Clinical Trials Logo

Clinical Trial Details — Status: Completed

Administrative data

NCT number NCT01746420
Other study ID # BMTI-2010-02
Secondary ID
Status Completed
Phase Phase 2
First received
Last updated
Start date December 12, 2012
Est. completion date October 21, 2014

Study information

Verified date June 2019
Source BioMimetic Therapeutics
Contact n/a
Is FDA regulated No
Health authority
Study type Interventional

Clinical Trial Summary

The purpose of this study is to determine whether recombinant human platelet-derived growth factor (rhPDGF-BB) Injection is effective in the treatment of lateral epicondylitis (tennis elbow).


Description:

Methodology: Randomized, single ascending dose, double-blinded, placebo controlled, multi-center study

Study Center(s): 6

Number of Subjects: 100

Diagnosis and Main Inclusion Criteria: Lateral epicondylitis; male and female subjects 21 -80 years of age

Study Drug, Dose, Regimen:

Dose A: sodium acetate buffer alone - placebo control Dose B: sodium acetate buffer + 0.45 mg rhPDGF-BB Dose C: sodium acetate buffer + 0.75 mg rhPDGF-BB Dose D: sodium acetate buffer + 1.5 mg rhPDGF-BB Dose E: sodium acetate buffer + 3.0 mg rhPDGF-BB

Duration and Route of Administration: Single administration dose by injection into the extensor carpi radialis brevis (ECRB)

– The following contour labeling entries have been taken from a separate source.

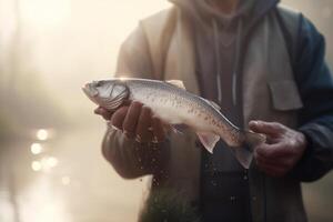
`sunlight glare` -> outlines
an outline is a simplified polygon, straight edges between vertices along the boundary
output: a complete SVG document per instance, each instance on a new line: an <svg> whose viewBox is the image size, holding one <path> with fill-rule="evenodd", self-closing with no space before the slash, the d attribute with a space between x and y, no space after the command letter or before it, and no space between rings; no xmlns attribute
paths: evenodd
<svg viewBox="0 0 333 222"><path fill-rule="evenodd" d="M49 132L44 129L40 129L37 131L36 137L38 140L48 140Z"/></svg>
<svg viewBox="0 0 333 222"><path fill-rule="evenodd" d="M43 147L40 143L32 143L30 151L32 154L38 155L43 151Z"/></svg>
<svg viewBox="0 0 333 222"><path fill-rule="evenodd" d="M32 161L31 163L31 169L33 171L40 171L42 169L42 164L39 161Z"/></svg>

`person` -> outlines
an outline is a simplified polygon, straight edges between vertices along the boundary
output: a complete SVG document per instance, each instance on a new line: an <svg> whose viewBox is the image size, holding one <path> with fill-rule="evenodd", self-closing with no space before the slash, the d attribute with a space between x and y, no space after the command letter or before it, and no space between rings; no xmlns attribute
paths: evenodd
<svg viewBox="0 0 333 222"><path fill-rule="evenodd" d="M184 82L234 124L268 137L249 170L220 141L208 153L191 130L165 133L132 101L114 112L102 152L125 179L153 175L195 206L202 221L304 222L301 182L333 167L333 80L325 41L278 0L171 0L121 47L117 77Z"/></svg>

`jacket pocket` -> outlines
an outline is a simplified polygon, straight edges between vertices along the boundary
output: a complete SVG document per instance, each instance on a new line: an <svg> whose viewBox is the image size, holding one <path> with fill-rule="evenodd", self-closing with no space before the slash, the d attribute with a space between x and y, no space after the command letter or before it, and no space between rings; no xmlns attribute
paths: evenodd
<svg viewBox="0 0 333 222"><path fill-rule="evenodd" d="M293 80L269 82L273 108L280 111L303 108L301 95Z"/></svg>

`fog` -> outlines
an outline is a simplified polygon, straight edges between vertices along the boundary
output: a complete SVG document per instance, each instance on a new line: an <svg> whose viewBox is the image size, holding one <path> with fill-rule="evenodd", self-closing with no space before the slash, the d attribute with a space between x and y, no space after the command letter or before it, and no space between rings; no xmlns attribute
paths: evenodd
<svg viewBox="0 0 333 222"><path fill-rule="evenodd" d="M284 3L324 33L333 67L333 2ZM103 160L105 124L81 85L112 77L120 44L139 20L170 6L0 0L1 222L135 221L147 179L123 180ZM333 220L332 185L332 173L303 185L312 221Z"/></svg>

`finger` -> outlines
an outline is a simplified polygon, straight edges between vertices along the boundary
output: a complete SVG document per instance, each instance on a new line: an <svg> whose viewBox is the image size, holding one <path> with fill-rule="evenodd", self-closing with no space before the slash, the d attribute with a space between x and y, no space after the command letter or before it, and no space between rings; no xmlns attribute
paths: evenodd
<svg viewBox="0 0 333 222"><path fill-rule="evenodd" d="M249 128L256 133L263 133L271 137L276 137L284 130L284 127L278 122L265 122L259 120L250 121Z"/></svg>
<svg viewBox="0 0 333 222"><path fill-rule="evenodd" d="M132 102L122 123L124 133L127 133L130 138L135 135L135 129L141 113L141 108L142 104L140 102Z"/></svg>
<svg viewBox="0 0 333 222"><path fill-rule="evenodd" d="M254 159L256 162L266 164L266 165L274 165L280 168L287 168L290 160L287 158L279 158L279 159L268 159L262 155L254 154Z"/></svg>
<svg viewBox="0 0 333 222"><path fill-rule="evenodd" d="M256 165L259 167L260 170L265 172L268 175L271 175L274 178L283 176L286 172L285 168L283 168L283 167L266 164L266 163L263 163L260 161L256 161Z"/></svg>
<svg viewBox="0 0 333 222"><path fill-rule="evenodd" d="M101 107L98 107L93 112L95 114L102 115L103 119L105 119L105 120L110 120L111 115L112 115L112 112L110 112L110 111L108 111L108 110L105 110L104 108L101 108Z"/></svg>
<svg viewBox="0 0 333 222"><path fill-rule="evenodd" d="M128 113L129 107L122 107L119 108L111 117L111 124L117 128L122 130L122 123L123 120Z"/></svg>
<svg viewBox="0 0 333 222"><path fill-rule="evenodd" d="M149 130L152 112L148 107L142 107L140 118L137 124L137 137L141 142L152 141L152 132Z"/></svg>
<svg viewBox="0 0 333 222"><path fill-rule="evenodd" d="M152 118L153 134L157 142L162 142L165 138L163 123L159 118Z"/></svg>
<svg viewBox="0 0 333 222"><path fill-rule="evenodd" d="M293 153L292 149L289 149L284 143L274 144L260 144L254 151L258 155L262 155L266 159L279 159L290 157Z"/></svg>

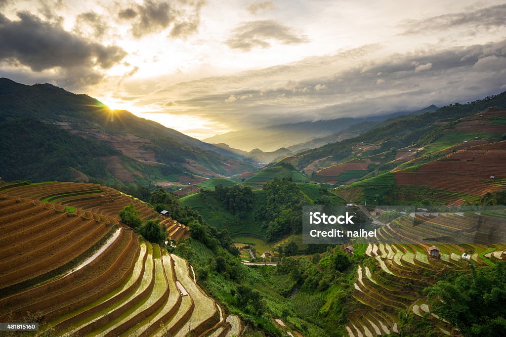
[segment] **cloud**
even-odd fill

Duration of Follow-up: 24 weeks (6 months) post-operative follow-up


Recruitment information / eligibility

Status Completed
Enrollment 100
Est. completion date October 21, 2014
Est. primary completion date October 21, 2014
Accepts healthy volunteers No
Gender All
Age group 21 Years to 80 Years
Eligibility Inclusion Criteria:

1. Subject has signed the Institutional Review Board (IRB) approved Informed Consent Form specific to this study prior to enrollment

2. Subject has a clinical diagnosis of lateral epicondylitis

3. Subject's symptoms can be reproduced with resisted supination or wrist dorsiflexion

4. Subject's symptoms have persisted for at least 3 months despite conservative treatment that includes one or combinations of:

1. Physical therapy

2. Splinting

3. Nonsteroidal antiinflammatory drug (NSAID)

4. Corticosteroid injection

5. Subject is independent, ambulatory, and can comply with all post-injection evaluations and visits

6. Subject is 21-80 years of age and considered to be skeletally mature

Exclusion Criteria:

1. Subject has undergone previous corticosteroid injection therapy to the effected elbow in less than three months prior to enrollment

2. Subject has received previous Platelet Rich Plasma (PRP) injection to the affected elbow

3. Subject is deemed to require a corticosteroid injection into the affected elbow during the course of the study

4. Subject uses chronic medications known to affect the skeleton (e.g. glucocorticoid usage >10mg/day)

5. Subject has undergone surgical intervention to the affected elbow for the treatment of lateral epicondylitis

6. Subject has a positive medical history of any of the following:

1. medial epicondylitis

2. radial tunnel syndrome

3. carpal tunnel syndrome

4. septic or gouty arthritis

5. cervical radiculopathy

6. trauma to the affected elbow within the past 6 weeks

7. neuromuscular or musculoskeletal deficiency, which limits the ability to perform functional measurement (e.g. grip strength test)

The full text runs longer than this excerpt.